Reluctantly, she admitted, "There was one man, a few months ago now. He had some training in another martial arts school, and he challenged her to a duel after class. His style against hers, that sort of thing. She should have said no! If I had been there when it started I would have forbidden it, but I was on the phone and I only knew about it when I heard the cheering from the workout room."
"What happened?"
"Well," she related anxiously, "I hung up at once—it was my husband calling—and went to see what was going on. There were a lot of people here that day, and they had an audience all round them, calling and laughing and clapping, just like it was going to be a great joke. I remember thinking how unbalanced it seemed—he must have been a foot taller than her, and a good sixty pounds heavier. But, of course, she was stronger than she looked—but she was always careful not to hurt anyone!"

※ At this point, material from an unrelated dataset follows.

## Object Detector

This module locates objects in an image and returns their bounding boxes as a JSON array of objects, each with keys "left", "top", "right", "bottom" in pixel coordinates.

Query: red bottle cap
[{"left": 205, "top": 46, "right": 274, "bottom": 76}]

This, to Esposito, sounded like a statement that was going to be contradicted almost immediately, and it was. "He was outclassed and we could all see that—he should have seen that. She did and she backed off after a minute or two of sparring. She gave him the chance to call it a draw, end the bout. He wouldn't take it; just went at her, shouting. And a few moments later there he was on the floor with his wrist broken, howling. Mostly at her—I won't repeat the words he used—but some at the rest of us just for being there and watching."
Now that sounded like a grudge that could fester and turn violent. "Did he threaten her?"
Narrow eyes widened as much as possible. "I suppose he did. Said she was unnatural—that she didn't belong on this earth."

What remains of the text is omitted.